Other signs of dehydration include:

· Confusion

· Dizziness

· Dry mouth

· Extreme thirst

· Fatigue

· Headache

According to Dr. Moser, you can avoid dehydration during a heatwave by filling up on fluids. Drinking water is the cheapest, healthiest way to stay hydrated. Here are a few other alternatives:

Eat a salad. The IOM report notes that water from both beverages and food counts toward your daily fluid intake. Lettuce, tomatoes, cucumbers, celery and other common salad vegetables can contain as much as 95 percent water, according to the U.S. Department of Agriculture. If you are craving something sweeter, watermelons and berries contain high amounts of water as well.

Mix juice with seltzer. An easy way to get a little flavor without too many extra calories is to mix 100 percent juice with seltzer water. You can do the same thing with wine to make a low calorie spritzer to serve at barbecues or picnics.

Have an iced coffee. Contrary to popular belief, caffeine isn’t dehydrating—provided you stick to no more than four 8-ounce cups of coffee a day, according to the AAFP. An iced coffee or latte with low fat milk can give you an energy boost without the sugar content of frozen coffee drinks or sodas.

“It’s especially important to stay hydrated when working or exercising outdoors,” Dr.
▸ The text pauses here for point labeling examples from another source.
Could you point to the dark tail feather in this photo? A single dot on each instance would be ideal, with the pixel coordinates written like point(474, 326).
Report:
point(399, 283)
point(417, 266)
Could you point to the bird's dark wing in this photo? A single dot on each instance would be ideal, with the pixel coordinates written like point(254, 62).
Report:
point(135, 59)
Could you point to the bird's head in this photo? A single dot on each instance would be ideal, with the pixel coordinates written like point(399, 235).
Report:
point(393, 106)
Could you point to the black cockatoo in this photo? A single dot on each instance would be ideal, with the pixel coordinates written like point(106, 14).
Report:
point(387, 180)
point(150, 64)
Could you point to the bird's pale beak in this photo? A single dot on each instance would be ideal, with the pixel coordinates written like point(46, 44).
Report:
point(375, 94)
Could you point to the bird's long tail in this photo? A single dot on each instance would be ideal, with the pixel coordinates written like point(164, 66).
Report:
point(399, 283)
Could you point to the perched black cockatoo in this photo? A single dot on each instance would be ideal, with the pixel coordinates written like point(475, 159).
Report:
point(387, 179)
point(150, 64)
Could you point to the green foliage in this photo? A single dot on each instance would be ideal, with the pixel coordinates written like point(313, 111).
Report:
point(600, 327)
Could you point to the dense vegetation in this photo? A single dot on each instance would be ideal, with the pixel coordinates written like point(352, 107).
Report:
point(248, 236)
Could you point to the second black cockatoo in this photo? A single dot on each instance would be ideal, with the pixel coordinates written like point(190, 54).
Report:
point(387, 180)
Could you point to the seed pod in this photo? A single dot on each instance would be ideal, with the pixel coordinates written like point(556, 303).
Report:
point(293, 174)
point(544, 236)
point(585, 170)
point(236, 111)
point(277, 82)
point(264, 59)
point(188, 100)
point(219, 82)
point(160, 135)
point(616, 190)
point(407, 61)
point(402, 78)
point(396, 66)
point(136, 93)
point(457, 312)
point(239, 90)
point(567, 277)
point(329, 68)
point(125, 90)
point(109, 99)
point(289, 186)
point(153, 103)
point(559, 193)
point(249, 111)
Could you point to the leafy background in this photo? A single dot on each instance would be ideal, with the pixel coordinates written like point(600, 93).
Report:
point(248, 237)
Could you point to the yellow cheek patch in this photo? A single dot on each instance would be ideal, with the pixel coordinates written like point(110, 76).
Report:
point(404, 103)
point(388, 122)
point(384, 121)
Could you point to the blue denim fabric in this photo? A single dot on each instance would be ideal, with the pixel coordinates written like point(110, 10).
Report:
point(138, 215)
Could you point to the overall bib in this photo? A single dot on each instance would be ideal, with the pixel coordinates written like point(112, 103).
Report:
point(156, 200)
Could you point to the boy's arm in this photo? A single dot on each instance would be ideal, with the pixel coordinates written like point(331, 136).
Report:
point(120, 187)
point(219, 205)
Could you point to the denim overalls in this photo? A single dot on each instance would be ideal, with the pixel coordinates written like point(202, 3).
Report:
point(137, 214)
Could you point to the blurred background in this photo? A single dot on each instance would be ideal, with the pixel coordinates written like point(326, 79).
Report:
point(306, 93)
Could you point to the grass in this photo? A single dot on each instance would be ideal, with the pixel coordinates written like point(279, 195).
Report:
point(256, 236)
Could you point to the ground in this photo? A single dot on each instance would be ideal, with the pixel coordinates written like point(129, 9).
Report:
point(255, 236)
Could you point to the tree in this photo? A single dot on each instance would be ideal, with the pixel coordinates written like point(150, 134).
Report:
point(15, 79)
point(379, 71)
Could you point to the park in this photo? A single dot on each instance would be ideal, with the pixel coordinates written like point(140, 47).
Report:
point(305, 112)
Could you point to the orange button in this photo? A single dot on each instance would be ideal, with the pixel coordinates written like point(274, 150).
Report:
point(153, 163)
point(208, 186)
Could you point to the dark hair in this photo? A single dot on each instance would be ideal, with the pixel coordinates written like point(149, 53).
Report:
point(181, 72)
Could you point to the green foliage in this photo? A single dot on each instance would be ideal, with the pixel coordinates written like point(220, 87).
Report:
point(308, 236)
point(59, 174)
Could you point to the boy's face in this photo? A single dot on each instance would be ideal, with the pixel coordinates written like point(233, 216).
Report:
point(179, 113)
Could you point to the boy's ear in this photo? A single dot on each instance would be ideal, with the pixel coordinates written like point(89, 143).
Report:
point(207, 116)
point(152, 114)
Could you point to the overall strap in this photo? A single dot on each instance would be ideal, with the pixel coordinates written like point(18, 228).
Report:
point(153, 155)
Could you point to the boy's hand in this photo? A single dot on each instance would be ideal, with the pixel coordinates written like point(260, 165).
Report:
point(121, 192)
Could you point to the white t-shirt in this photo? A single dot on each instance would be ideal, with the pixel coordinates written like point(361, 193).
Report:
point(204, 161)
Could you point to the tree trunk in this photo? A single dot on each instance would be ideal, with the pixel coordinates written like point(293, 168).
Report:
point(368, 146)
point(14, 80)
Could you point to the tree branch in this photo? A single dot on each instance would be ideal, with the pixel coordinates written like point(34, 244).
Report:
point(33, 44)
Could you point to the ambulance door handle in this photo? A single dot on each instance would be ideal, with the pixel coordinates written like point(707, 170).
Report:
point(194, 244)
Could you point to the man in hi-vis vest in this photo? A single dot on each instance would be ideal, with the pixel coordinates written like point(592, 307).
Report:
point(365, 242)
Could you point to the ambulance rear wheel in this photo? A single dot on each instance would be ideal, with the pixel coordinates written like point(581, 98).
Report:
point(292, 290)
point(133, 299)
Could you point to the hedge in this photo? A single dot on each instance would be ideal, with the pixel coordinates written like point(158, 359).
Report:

Moser said. “You can lose as much as a quart of water during an hour of exercise.”

If you want to maintain a fitness routine or tackle an intense outdoor project in the heat, keep this advice from the American Council on Exercise (ACE) in mind:

· Before: Two hours before your activity, drink 17–20 ounces of water.

· During: Drink 7–10 ounces of fluid every 10–20 minutes.

· After: Drink 16–24 ounces of fluid for every pound of body weight lost.